La sconfitta sposta poco o niente. Il primato in classifica rimane dell’Impavida e sue sono anche le maggiori chanches di ottenere il miglior piazzameto possibile in chiave play-off .

La cronaca dell'incontro ha fatto registrare la partenza confusionaria dei padroni di casa. Costretti a cambiare modulo a causa della mancanza dell'opposto Michalovic, sostituito da Orsini prima e Di Meo poi, gli ortonesi hanno sofferto la necessità di trovare alternative in attacco e sono riusciti a tenere in equilibrio il match solo fino al punto numero 18.

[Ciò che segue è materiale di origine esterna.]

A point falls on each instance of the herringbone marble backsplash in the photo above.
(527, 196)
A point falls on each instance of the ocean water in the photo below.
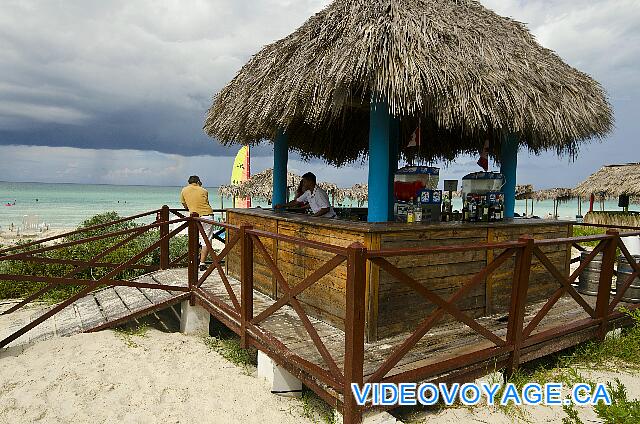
(67, 205)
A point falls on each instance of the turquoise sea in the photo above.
(67, 205)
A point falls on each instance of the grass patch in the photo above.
(128, 332)
(315, 408)
(85, 251)
(581, 231)
(227, 344)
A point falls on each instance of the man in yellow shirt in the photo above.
(196, 199)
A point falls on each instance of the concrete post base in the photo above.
(194, 319)
(370, 417)
(281, 381)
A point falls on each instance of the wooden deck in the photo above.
(111, 306)
(104, 308)
(446, 340)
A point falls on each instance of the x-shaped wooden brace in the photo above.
(443, 306)
(627, 283)
(290, 295)
(565, 287)
(217, 258)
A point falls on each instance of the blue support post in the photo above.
(380, 192)
(280, 159)
(509, 164)
(394, 148)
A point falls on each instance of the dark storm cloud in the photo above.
(127, 75)
(139, 75)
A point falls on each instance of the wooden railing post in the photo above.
(604, 283)
(518, 302)
(194, 253)
(354, 329)
(246, 282)
(164, 230)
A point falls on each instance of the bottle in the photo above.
(473, 211)
(417, 211)
(485, 211)
(411, 217)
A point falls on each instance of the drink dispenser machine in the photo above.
(415, 188)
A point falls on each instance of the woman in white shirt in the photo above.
(317, 198)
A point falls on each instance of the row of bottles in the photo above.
(483, 207)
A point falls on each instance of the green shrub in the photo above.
(84, 252)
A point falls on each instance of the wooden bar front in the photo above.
(392, 308)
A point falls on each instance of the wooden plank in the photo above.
(409, 244)
(488, 307)
(111, 304)
(67, 321)
(89, 311)
(438, 259)
(433, 233)
(133, 299)
(45, 330)
(372, 290)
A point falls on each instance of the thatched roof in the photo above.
(611, 181)
(524, 191)
(467, 73)
(559, 194)
(260, 186)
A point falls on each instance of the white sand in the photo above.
(165, 378)
(10, 238)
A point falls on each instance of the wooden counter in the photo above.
(391, 307)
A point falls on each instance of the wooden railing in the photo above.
(329, 379)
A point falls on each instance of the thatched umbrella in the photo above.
(558, 195)
(612, 181)
(467, 73)
(259, 186)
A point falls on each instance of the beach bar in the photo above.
(465, 83)
(357, 80)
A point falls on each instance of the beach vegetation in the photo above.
(84, 252)
(226, 343)
(128, 332)
(316, 409)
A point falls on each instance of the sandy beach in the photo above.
(155, 377)
(158, 377)
(10, 238)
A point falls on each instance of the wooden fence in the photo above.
(332, 378)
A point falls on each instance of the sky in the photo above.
(116, 92)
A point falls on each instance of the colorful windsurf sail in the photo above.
(241, 172)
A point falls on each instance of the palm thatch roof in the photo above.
(260, 186)
(558, 194)
(465, 72)
(524, 191)
(611, 181)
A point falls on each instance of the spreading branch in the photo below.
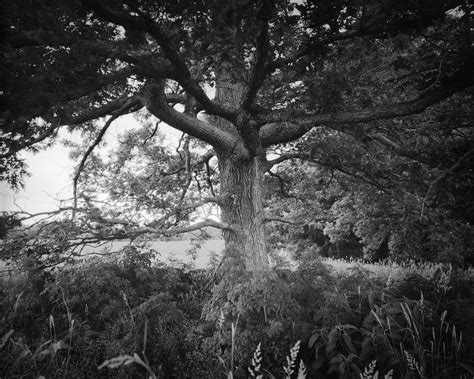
(96, 142)
(155, 100)
(286, 130)
(144, 23)
(262, 44)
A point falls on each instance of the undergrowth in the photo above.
(126, 317)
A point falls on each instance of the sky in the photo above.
(52, 170)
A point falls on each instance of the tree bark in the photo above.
(242, 207)
(241, 177)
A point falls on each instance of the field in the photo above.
(136, 315)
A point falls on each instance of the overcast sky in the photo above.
(51, 174)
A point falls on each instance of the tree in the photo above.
(278, 69)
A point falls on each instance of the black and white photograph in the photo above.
(237, 189)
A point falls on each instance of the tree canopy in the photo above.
(379, 92)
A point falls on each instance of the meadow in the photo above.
(132, 315)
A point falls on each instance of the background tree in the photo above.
(280, 72)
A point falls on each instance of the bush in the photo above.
(134, 318)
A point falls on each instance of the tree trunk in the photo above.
(241, 187)
(241, 180)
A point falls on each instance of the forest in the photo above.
(329, 144)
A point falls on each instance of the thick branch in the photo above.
(287, 130)
(156, 103)
(183, 75)
(97, 140)
(382, 26)
(258, 73)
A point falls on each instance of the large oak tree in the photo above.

Non molto diverso l'andamento del secondo set. Con Di Meo al posto di Orsini la situazione è leggermente migliorata, ma la ricezione ha continuato a difettare anche se l'equilibrio ha regnato fino alla fine, quando l’Impavida si è portata sul 23-24. Ma De Paola (troppi alti e bassi i suoi ieri sera) ha scaraventato a rete il servizio regalando il set alla squadra marchigiana che ha così confezionato lo 0-2.

Altra musica nella terza frazione. La squadra di Coach Nunzio Lanci ha ritrovato se stessa, è migliorata con tutti gli uomini, Simoni e Cisolla sono cresciuti e non c'è stata storia. Sofferenza prima, grinta poi hanno caratterizzato il quarto set di Andrea Lanci e compagni che hanno in rapida successione sofferto la partenza a razzo di Casoli, trascinatore di Potenza Picena, e lottato con tenacia fino a raggiungere l’obiettivo del tie-break.

Simile al quarto l'andamento del quinto set, diverso l'epilogo perché dopo aver sofferto, la Sieco Impavida stava confezionando la rimonta come nella frazione precedente, ma le è mancato il tempo e Potenza Picena è riuscita ad aggiudicarselo conquistando la vittoria del match.

Domenica prossima a Sora, contro la vice capolista, altro big match per la squadra ortonese che adesso ha sette giorni a disposizione per recuperare energie e uomini. Fondamentale quello di Michalovich, del quale ieri sera ha sofferto troppo l'assenza, per presentarsi in Ciociaria a difendere il primato al meglio delle proprie possibilità.